Lahcen Zahra
Les Marocains
Les Marocains
L’individualisme occidental est souvent considéré comme une réalité homogène et unique: celle d’un être rationnel que les Lumières auraient imposée. Cette définition exclut les non-occidentaux d’un accès à l’individualité.
L’individu n’existe pas que dans les pays occidentaux.
L’Occident a inventé une histoire qu’il a réussi à imposer à tous comme vraie: c’est seulement là que les «individus» existent. «L’Occident où triomphe l’individu, et puis l’Orient, le sud, avec leurs multitudes indifférenciées».
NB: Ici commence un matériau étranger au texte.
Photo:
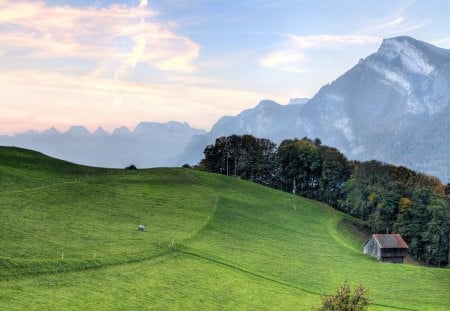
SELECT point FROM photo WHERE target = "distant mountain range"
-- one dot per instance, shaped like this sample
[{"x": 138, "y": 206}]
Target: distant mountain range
[
  {"x": 392, "y": 106},
  {"x": 150, "y": 144}
]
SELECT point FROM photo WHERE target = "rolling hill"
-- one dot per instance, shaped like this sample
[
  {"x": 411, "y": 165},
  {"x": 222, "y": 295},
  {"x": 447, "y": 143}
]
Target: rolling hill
[{"x": 69, "y": 240}]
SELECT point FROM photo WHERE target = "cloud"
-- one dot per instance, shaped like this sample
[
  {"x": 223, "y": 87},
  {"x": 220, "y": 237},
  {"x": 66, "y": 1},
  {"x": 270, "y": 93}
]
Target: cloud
[
  {"x": 293, "y": 53},
  {"x": 36, "y": 99},
  {"x": 118, "y": 33}
]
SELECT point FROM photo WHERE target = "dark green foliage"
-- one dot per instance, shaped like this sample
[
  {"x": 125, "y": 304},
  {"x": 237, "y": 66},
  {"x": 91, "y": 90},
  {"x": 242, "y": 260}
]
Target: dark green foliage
[
  {"x": 241, "y": 156},
  {"x": 396, "y": 199},
  {"x": 389, "y": 198},
  {"x": 345, "y": 300}
]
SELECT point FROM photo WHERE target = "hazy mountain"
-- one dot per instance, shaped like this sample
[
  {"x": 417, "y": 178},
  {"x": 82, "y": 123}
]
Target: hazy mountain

A un certain moment de sa retraite, mon père s'est décidé à quitter la région parisienne pour retourner vivre dans sa ville natale au Maroc. Devenue une destination touristique à la mode, la ville a connu un essor économique et démographique important. Le quartier, appelé Quartier Populaire, où mon père s'est installé, en périphérique de la médina s'est au fil des 30 dernières années considérablement étendu et accueille régulièrement de nouveaux habitants venus travailler.
Les maisons de ce quartier sont très semblables architecturalement. Construites autour d'un patio, elles s'élevent sur un voir plusieurs niveaux en fonction de la composition et des revenus de la famille. Un toit terrasse appelé star est commun à toutes ses maisons.
En arpentant ce quartier, je remarquais que les habitations assez identiques de l'extérieur, se démarquaient les unes des autres, par leurs portes d'entrées que les occupants avaient customisées à partir de faïences, de peintures, de plantes, de motifs géométriques et parfois de calligraphies.
Cet ornement esthétique, graphique, plastique manifestait à mon sens, à la fois une volonté d'afficher une individualité en se démarquant de leur voisinage alors que jusque là, spontanément, je pensais que la société marocaine, tout comme les sociétés collectivistes, prônait la prééminence du groupe sur l'individu et étouffait l'individualité.
Mais était-ce vraiment le cas ? Y avais-je un instant réfléchi? Ou bien avais-je été conditionné à le croire ?
Ce que je constatais pour les portes d'entrée de ces maisons, l'étaient tout autant des djellabas aux motifs aussi divers que colorés, des tatouages sur les visages des femmes, ancestraux et mystiques, bien avant que l'occident marchand, avec un appétit d'ogre, ne s'en recouvre de la tête aux pieds dans un mouvement aussi gargantuesque que fulgurant tel un tsunami qui emporte tout sur son passage, avale et uniformise chaque être alors même que chacun se lancera dans une course schizophréne à l'originalité narcissique et un mimétisme de masse.